The feeling almost made me want to go outside, but I froze with my hand on the brass knob of the front door. I knew I was safe here, no one can harm me or judge me anymore than they did so many years ago. I've grown used to it; this confinement, this place I'm destined to spend the rest of my life in. So much so that it's become like second skin, an acquired taste.

Every time I peek out my window and see them playing in their yard, hear their echoing laughter, and the sheer innocence of it all fills me with an emotion I was all too familiar with: longing. Looking back on it, I don't regret what I did, but the yearning to be young again just begs me to open the door and breathe the summer air just one more time.

But, I know; those kids will learn one day, eventually turning their backs one like everyone else.

As I looked out my window and saw the flames licking down Miss Maudie's house, I saw one of Atticus's kids shivering. I don't know what possessed me to do it, but once again, I found myself with a hand in my front doorknob. Did I really want this? Was I going to break my parole for one little girl?
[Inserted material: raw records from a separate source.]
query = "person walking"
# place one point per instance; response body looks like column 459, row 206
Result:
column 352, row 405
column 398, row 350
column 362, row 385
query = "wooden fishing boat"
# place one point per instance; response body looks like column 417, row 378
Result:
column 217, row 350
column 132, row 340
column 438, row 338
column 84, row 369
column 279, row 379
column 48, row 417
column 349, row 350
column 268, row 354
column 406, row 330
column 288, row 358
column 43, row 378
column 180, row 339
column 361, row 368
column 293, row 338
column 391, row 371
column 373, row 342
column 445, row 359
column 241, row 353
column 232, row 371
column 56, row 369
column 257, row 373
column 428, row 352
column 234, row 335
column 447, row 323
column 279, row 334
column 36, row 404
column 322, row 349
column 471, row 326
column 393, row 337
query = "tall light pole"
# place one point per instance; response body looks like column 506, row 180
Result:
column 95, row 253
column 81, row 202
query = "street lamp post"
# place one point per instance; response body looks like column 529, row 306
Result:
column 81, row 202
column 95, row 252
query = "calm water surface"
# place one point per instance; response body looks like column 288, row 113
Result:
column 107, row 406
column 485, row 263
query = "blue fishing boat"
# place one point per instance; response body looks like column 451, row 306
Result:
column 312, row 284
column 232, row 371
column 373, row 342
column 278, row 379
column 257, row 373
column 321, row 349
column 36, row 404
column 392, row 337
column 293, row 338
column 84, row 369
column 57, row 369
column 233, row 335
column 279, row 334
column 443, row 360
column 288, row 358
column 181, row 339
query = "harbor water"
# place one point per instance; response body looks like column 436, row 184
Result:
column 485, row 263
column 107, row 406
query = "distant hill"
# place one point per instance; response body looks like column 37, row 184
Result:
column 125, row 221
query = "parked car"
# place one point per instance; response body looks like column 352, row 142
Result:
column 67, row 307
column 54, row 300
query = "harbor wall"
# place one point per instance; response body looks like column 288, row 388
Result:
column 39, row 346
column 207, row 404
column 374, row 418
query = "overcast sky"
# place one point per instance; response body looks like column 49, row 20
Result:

My internal conflict ended with the click of the old wooden door and the moonlight pooling in my front porch. Being careful that no one would see me, I went around back, making a circle from my front porch to Miss Maudie's front yard.

It was so dark that the flames barely illuminated more than twenty feet from the house. As I approached where Scout was standing, I felt myself quickening my pace. She was shaking uncontrollably as if it were winter.

I draped the blanket over her, quickly making my way back to my house as soon as I did. Even though the others had turned their back on me, I still felt human; human enough to help a child.

Even as I watch them now from afar, their mere presence and fascination with me is enough to make me feel a twinge of joy and the hint of a smile on my lips, helping Scout was a way to return the favor.

I smiled discretely to myself and closed the door.